[Hari Waguna] wanted to build a computerized Sudoku game. Ordinarily, that wouldn’t be a big deal. You can buy one, of course, but what fun is that? There’s plenty of apps for phones, but again, not much of a challenge. If you want to preserve your hacker cred, you’d use a CPU board like an Arduino or a Raspberry Pi with an LCD screen, right? But if you want to grow your hacker cred, you’d follow [Hari’s] lead and use 81 seven-segment displays and a membrane keyboard.
Driving that many displays takes some doing (in this case shift registers). [Hari] uses some other tricks, like reading the keyboard using a single pin (and a resistor network). He’s made several videos about the project, including the one below.
The PCB measures eight inches by a little over five inches. Maybe that’s handheld. Practical? Probably not. Cool? Undeniably.
We’ve seen something similar before, although perhaps not as compact. If you really want street cred, you can always try nixie tubes.
nice project
Well Lana Kane hands rejoice, I saw a definite Trump hands pocket sudoku the other day, I was messing with it for a few mins wondering if I wanted it to cram a duino in or something, but realised I’d get hand cramps trying to use it, also wouldn’t have been able to get much of a screen on it.
Insert of the keypad, could he light up each digit at time and with a light sensor identify wich display is litten?(Like a sensor pen) I think I saw kind of “touchscreen” led matrixes here before. Maybe is just a fools thought.
If you really, really, REALLY want hacker cred, you can hand-build 81 Nixie tubes and make shift registers out of ferrite cores.
I was gonna start, but then saw this one https://www.youtube.com/watch?v=YoixTdJzMoE
There’s ‘hacker credit’ and then there is certifiable insanity. Fortunately for me, I am in the later group.

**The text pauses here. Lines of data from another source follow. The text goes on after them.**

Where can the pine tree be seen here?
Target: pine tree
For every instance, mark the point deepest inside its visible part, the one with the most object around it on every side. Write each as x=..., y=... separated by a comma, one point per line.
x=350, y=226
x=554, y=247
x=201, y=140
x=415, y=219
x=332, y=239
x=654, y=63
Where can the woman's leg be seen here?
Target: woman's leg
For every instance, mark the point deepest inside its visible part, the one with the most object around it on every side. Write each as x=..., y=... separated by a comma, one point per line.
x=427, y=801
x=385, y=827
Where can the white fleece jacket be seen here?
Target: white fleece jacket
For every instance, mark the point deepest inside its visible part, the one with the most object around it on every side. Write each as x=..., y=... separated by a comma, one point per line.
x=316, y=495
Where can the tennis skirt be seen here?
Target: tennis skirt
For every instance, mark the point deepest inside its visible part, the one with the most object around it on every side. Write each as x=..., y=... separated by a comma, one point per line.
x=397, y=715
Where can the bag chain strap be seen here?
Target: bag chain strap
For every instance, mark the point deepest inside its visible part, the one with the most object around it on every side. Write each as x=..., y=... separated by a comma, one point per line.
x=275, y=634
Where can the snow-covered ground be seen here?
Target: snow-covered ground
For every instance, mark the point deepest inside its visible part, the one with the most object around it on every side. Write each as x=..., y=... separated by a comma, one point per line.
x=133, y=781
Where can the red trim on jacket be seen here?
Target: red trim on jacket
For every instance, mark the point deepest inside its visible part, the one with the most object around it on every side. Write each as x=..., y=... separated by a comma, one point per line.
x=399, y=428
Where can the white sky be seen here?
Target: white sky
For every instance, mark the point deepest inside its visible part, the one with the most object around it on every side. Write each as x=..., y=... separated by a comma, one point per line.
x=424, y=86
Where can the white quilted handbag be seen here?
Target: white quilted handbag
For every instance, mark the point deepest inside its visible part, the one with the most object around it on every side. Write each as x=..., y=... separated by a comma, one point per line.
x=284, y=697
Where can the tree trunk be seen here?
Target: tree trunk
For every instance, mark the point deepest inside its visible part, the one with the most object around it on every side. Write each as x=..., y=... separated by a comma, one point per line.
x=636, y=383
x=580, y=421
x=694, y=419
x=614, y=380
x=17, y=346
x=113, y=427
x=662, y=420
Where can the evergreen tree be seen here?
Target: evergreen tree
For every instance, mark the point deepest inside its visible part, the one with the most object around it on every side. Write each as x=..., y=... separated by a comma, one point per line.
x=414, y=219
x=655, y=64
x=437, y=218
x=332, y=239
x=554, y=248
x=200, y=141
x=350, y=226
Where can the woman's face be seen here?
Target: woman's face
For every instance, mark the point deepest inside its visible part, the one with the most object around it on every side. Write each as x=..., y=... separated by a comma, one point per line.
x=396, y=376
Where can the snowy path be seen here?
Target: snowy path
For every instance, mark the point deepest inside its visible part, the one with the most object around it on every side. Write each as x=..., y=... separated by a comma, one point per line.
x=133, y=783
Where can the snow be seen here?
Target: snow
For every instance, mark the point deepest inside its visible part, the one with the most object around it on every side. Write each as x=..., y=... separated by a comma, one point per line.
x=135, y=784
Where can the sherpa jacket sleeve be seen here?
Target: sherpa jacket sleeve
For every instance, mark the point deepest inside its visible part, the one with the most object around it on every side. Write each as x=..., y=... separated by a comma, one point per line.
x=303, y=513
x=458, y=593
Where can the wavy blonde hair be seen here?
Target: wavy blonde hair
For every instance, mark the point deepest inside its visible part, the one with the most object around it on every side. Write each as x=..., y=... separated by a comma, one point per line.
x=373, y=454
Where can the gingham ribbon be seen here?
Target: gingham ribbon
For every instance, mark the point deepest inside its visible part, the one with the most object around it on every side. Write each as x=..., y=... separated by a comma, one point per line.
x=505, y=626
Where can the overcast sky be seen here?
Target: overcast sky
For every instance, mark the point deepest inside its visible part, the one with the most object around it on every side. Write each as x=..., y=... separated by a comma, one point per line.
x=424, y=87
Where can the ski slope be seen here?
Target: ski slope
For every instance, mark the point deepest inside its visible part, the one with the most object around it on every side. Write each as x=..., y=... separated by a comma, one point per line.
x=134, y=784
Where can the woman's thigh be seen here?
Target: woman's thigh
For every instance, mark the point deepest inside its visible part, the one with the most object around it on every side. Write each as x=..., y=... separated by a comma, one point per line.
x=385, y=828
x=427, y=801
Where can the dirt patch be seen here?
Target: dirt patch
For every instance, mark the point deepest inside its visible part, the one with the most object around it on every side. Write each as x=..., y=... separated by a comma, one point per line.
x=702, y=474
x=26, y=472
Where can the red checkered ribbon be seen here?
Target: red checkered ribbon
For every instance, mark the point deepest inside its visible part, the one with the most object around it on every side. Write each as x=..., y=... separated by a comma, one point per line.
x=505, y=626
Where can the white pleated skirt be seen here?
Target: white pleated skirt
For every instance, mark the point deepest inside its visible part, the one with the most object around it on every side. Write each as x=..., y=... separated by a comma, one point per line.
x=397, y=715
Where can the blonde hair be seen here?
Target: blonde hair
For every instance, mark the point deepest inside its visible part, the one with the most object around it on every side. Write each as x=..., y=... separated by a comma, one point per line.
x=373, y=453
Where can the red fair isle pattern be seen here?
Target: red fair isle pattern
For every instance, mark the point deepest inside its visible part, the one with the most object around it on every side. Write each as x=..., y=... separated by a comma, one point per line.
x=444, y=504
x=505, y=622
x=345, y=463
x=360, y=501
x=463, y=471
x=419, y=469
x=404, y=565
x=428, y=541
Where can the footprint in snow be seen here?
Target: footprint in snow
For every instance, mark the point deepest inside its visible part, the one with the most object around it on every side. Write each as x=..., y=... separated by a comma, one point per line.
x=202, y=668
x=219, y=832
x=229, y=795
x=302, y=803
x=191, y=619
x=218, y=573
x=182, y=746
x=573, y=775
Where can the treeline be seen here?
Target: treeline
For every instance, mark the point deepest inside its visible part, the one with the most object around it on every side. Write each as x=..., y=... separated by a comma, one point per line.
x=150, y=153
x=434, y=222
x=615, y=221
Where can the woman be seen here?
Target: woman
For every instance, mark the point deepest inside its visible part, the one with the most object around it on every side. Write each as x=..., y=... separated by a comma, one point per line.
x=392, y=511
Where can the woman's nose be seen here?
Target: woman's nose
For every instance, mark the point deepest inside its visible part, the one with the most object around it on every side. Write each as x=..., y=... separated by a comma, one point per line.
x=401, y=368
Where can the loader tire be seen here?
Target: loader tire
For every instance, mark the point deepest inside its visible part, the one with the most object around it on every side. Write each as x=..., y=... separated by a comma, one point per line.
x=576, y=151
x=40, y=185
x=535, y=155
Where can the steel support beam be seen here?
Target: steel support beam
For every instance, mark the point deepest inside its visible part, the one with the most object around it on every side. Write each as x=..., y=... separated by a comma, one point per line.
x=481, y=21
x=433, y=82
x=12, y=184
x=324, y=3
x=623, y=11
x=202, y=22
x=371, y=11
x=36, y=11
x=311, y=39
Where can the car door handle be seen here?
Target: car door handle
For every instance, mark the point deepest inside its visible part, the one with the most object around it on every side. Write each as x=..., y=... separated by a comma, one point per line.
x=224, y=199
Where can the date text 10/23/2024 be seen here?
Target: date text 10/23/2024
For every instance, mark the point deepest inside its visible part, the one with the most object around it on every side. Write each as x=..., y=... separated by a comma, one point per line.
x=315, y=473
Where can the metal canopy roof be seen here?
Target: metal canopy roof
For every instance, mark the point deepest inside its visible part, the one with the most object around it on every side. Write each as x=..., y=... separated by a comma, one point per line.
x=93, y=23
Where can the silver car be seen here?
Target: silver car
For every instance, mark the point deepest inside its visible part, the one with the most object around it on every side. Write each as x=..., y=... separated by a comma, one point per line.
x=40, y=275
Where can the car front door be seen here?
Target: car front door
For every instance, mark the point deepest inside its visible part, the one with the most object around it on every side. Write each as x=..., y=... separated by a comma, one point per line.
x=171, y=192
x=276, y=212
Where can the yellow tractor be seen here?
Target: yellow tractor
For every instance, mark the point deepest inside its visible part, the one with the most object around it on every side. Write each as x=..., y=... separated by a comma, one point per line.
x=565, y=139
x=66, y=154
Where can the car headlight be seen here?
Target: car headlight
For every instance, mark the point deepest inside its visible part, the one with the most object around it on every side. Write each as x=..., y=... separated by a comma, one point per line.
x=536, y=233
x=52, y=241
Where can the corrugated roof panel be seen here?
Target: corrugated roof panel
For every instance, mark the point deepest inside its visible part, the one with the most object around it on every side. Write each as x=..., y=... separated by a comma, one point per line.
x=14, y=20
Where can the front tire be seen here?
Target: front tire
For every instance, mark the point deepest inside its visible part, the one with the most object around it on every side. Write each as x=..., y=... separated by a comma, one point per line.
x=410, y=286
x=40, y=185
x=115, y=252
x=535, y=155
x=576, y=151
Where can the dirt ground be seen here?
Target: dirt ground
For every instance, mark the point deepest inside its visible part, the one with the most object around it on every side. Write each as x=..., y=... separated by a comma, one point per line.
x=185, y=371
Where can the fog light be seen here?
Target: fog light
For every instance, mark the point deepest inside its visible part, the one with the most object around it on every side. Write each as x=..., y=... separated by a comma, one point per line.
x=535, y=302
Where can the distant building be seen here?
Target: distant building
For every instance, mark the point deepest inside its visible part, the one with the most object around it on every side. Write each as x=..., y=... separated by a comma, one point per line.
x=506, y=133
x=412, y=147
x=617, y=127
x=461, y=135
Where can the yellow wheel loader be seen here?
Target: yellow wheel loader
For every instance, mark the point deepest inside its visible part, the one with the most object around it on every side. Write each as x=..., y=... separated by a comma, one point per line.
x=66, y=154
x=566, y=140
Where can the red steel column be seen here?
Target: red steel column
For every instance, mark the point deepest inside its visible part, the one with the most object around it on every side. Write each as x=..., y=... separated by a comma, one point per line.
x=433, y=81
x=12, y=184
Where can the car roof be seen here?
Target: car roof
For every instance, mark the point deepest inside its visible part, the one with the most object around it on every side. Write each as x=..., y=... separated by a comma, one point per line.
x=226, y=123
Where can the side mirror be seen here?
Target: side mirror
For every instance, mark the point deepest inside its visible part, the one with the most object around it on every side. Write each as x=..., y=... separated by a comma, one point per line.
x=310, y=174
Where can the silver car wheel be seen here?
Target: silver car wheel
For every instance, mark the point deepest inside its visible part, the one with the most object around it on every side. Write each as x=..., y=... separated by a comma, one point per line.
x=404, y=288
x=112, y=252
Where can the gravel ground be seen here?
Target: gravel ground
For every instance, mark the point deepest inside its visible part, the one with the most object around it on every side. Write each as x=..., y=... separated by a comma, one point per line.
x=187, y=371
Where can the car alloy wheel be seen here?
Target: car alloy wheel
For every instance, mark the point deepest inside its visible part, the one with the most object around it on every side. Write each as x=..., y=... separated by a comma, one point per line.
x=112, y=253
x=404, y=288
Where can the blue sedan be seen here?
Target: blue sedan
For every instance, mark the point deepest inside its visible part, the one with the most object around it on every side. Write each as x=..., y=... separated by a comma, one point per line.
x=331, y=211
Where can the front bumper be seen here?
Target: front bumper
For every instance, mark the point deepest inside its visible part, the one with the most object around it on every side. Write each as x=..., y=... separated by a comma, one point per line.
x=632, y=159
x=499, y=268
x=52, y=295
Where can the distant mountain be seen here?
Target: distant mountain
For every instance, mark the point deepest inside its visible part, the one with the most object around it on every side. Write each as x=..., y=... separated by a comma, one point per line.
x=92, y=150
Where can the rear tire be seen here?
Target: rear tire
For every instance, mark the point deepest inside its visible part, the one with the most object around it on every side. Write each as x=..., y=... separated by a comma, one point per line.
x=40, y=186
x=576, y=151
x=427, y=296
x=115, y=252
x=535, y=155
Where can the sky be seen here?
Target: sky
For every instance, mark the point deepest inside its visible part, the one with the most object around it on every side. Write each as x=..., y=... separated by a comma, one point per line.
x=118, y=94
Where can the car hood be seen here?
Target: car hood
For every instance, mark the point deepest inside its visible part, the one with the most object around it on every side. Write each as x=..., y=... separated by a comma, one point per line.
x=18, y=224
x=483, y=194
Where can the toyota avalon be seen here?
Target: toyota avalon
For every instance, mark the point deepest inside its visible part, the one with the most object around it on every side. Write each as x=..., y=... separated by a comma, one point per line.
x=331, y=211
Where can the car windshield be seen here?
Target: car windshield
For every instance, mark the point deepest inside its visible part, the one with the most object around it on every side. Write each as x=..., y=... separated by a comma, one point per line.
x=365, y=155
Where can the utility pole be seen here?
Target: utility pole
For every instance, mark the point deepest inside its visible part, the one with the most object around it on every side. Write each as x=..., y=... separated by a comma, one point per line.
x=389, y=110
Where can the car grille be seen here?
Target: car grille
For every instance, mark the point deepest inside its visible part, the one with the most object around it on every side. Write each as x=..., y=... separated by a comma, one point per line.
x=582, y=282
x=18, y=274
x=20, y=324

I think you lose hacker credit for handbuilding more than 10 of something…. rather than say hacking a more automated way to do it.
Good point. What made Edison’s light bulb a success wasn’t the bulb itself, but the machine he built to make light bulbs.
With a extra display for the currently selected number, you could use the LED’s as a sensor and not need a keyboard.
As a person who did the cube as a kid, I was very interested in the math / symmetry of the Sudoku puzzle.
So here’s the low down –
Condition: The puzzle has 123456789 across the first row and 234567891 across the second etc.
This solution can be transformed into every other solution in two ways.
1) number substitution. 1 becomes 5, 5 becomes 7 and 7 becomes 1 etc.
2) Symmetrical transposition where the transposition can be across the middle of three cells or a transposition of groups of three cells across the middle either horizontally or vertically and even diagonally but diagonally is just a summation of a mix of vertical and horizontal.
This means that every unsolved puzzle is essentially identical with all the others of the same difficulty.
It also mean that there is by far not as many different permutations as some claim.
Is there a schematic somewhere, please?
There are some details about the schematic in the video titled “Mega Sudoku Giant PCB”.
It’s basically 9 rows of 9 7-segement displays with one 8-bit 74HC595 shift register for each row to contain the segment information for the column that is currently selected my the uC. There is probably some power drive to assist the uC as a GPIO will not likely drive that many displays directly.